En certaines contrées du Nord-Ouest, cette expression guerrière signifia vraiment, soit un asile de défense contre les tribus indiennes plus agressives, soit une citadelle armée contre les concurrents dans le commerce. Les fourrures étaient tout alors. Autour d’elles gravitaient toutes les envies, toutes les querelles. Ainsi peut-on encore voir, à York et à Churchill, les anciennes forteresses, bastionnées à la Vauban, munies du système complet d’obstacles défensifs: glacis, fossés, escarpes, parapet, rempart et affûts d’artillerie. Ces fortifications, élevées à l’aide de matériaux importés d’Angleterre sur les bords de la baie d’Hudson, furent le théâtre des luttes que nous savons entre la Compagnie des Aventuriers et la France. D’autres redoutes se construisirent également dans l’intérieur du continent, mais déjà moins imprenables.

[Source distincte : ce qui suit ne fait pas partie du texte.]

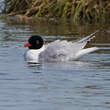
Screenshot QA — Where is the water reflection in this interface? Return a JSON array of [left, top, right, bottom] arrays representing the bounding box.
[[0, 15, 110, 110]]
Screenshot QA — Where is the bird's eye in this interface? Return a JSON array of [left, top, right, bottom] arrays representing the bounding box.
[[36, 40, 39, 44]]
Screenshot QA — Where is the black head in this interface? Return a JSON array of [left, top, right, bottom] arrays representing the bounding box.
[[24, 35, 44, 49]]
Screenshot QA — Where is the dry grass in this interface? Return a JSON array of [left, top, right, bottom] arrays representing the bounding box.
[[6, 0, 110, 23]]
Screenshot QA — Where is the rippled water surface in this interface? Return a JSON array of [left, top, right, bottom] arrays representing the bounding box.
[[0, 15, 110, 110]]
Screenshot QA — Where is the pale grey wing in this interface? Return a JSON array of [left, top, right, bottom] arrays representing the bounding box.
[[73, 30, 99, 49], [77, 30, 99, 42]]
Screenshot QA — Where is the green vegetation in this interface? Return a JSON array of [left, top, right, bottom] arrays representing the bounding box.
[[5, 0, 110, 23]]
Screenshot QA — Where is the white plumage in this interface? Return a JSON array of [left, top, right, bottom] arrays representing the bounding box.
[[25, 32, 99, 63]]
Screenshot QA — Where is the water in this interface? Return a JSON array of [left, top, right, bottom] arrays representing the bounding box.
[[0, 14, 110, 110]]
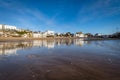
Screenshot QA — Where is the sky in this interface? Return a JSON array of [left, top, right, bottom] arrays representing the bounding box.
[[0, 0, 120, 34]]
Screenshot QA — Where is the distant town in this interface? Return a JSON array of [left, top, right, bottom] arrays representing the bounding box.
[[0, 24, 120, 38]]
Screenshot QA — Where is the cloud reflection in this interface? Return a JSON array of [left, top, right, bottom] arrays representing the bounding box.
[[0, 39, 86, 56]]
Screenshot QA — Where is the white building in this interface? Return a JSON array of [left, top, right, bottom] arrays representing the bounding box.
[[75, 33, 87, 38], [0, 24, 17, 30], [33, 33, 43, 38], [46, 30, 55, 36]]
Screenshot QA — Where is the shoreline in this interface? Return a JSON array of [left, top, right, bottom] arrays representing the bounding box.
[[0, 37, 120, 42]]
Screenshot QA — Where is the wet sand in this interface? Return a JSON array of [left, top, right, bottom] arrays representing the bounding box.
[[0, 39, 120, 80]]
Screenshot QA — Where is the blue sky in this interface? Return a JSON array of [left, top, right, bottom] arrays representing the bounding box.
[[0, 0, 120, 34]]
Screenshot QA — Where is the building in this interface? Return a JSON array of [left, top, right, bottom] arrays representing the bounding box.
[[33, 32, 43, 38], [75, 32, 87, 38], [0, 24, 17, 30], [45, 30, 55, 37]]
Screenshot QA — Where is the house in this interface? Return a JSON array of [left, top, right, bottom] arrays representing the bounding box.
[[75, 32, 87, 38], [33, 32, 43, 38]]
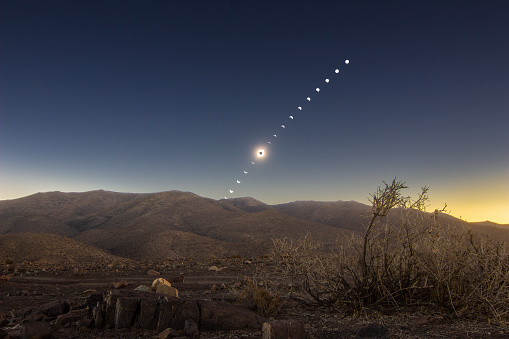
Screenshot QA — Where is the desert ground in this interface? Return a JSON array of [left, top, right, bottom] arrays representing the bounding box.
[[0, 257, 509, 339]]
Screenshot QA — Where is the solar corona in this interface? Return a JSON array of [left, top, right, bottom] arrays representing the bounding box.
[[224, 59, 350, 199]]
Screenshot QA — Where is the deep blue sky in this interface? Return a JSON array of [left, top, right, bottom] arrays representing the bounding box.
[[0, 0, 509, 223]]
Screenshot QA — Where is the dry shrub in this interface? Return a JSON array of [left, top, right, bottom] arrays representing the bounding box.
[[273, 180, 509, 318], [237, 278, 281, 316]]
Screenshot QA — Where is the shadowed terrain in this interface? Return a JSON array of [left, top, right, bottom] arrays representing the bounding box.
[[0, 190, 509, 261]]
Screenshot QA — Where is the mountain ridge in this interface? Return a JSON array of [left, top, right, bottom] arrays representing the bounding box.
[[0, 190, 509, 259]]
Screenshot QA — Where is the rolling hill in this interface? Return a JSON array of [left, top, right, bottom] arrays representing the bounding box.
[[0, 190, 509, 260]]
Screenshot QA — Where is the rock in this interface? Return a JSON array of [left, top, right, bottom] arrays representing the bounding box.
[[198, 300, 265, 331], [136, 299, 159, 330], [168, 299, 200, 330], [134, 285, 154, 292], [262, 320, 308, 339], [152, 278, 171, 289], [113, 280, 127, 290], [20, 321, 53, 339], [157, 327, 180, 339], [168, 275, 184, 284], [356, 324, 389, 339], [156, 285, 179, 298], [157, 300, 173, 333], [39, 301, 68, 317], [184, 319, 200, 339], [55, 309, 90, 327], [92, 301, 104, 328], [415, 317, 444, 325], [85, 293, 103, 310], [115, 298, 139, 329], [76, 318, 94, 331]]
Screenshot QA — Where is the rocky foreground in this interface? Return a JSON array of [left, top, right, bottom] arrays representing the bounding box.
[[0, 257, 509, 339]]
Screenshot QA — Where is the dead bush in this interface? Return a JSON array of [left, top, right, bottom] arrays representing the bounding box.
[[273, 180, 509, 318], [237, 278, 281, 316]]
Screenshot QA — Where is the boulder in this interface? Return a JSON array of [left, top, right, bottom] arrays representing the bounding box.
[[157, 327, 180, 339], [55, 309, 90, 327], [184, 319, 200, 339], [20, 321, 53, 339], [113, 280, 128, 290], [115, 298, 139, 329], [156, 285, 179, 298], [136, 299, 159, 330], [168, 275, 184, 284], [85, 293, 103, 310], [356, 324, 389, 339], [152, 278, 171, 290], [92, 301, 105, 328], [134, 285, 154, 292], [173, 300, 200, 330], [39, 301, 68, 317], [262, 320, 308, 339]]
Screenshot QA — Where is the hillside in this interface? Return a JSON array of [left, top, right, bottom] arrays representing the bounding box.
[[0, 190, 509, 260], [0, 233, 122, 263], [0, 190, 146, 220]]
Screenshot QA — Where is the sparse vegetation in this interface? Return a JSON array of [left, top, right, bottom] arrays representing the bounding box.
[[274, 179, 509, 319], [237, 277, 281, 316]]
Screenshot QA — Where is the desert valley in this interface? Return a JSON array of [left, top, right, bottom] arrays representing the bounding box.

Au nord, dans notre pacifique territoire d’Athabaska-Mackenzie, le nom seul de fort a pénétré et subsisté. La réalité consiste en l’assemblage de deux ou trois maisonnettes, entourées d’une palissade de faibles pieux fichés en terre, et dont la porte—lorsque porte il y a—demeure ouverte à tout venant.
Etablis sur les bords des rivières et des lacs, qui les rendent accessibles durant l’été, les forts participent, l’hiver, au nivellement général du pays par les neiges et les glaces.
L’établissement qu’il possède, près du fort-de-traite, est le pied à terre du missionnaire, et le poste à demeure de son saint ministère, surtout s’il s’y trouve un orphelinat ou un hôpital.
Deux fois l’an, à la débâcle, qui marque l’époque de la vente des fourrures, et à Noël, qui est la grande fête des Indiens, il voit venir à lui une partie de ses ouailles. Rarement un sauvage chrétien paraîtra dans les environs de la «mission», sans se confesser, recevoir «le pain de Celui qui a fait la terre», et se munir, pour lui-même et pour les siens, de chapelets, de médailles, de scapulaires. Ces deux rencontres annuelles apportent au prêtre, avec la fatigue d’un travail intense, une joie qu’il n’échangerait pas pour la couronne des rois. Il a revu ses enfants. Il a entendu le récit détaillé de leur vie. Il les a instruits, encouragés, réconfortés. Sa bénédiction les accompagnera jusqu’à l’autre printemps, ou l’autre Noël.
Mais tout le bercail n’était point là! Bien loin du fort et de la mission, au fond des bois, dans les parages des orignaux ou des rennes, il reste ceux qui n’ont pu venir: les vieillards, les femmes chargées d’enfants, les infirmes. Autant d’affamés de la parole et de la nourriture du bon Dieu qui attendent le missionnaire.
Or, les visites aux camps lointains ne sont guère praticables qu’à la faveur de l’hiver.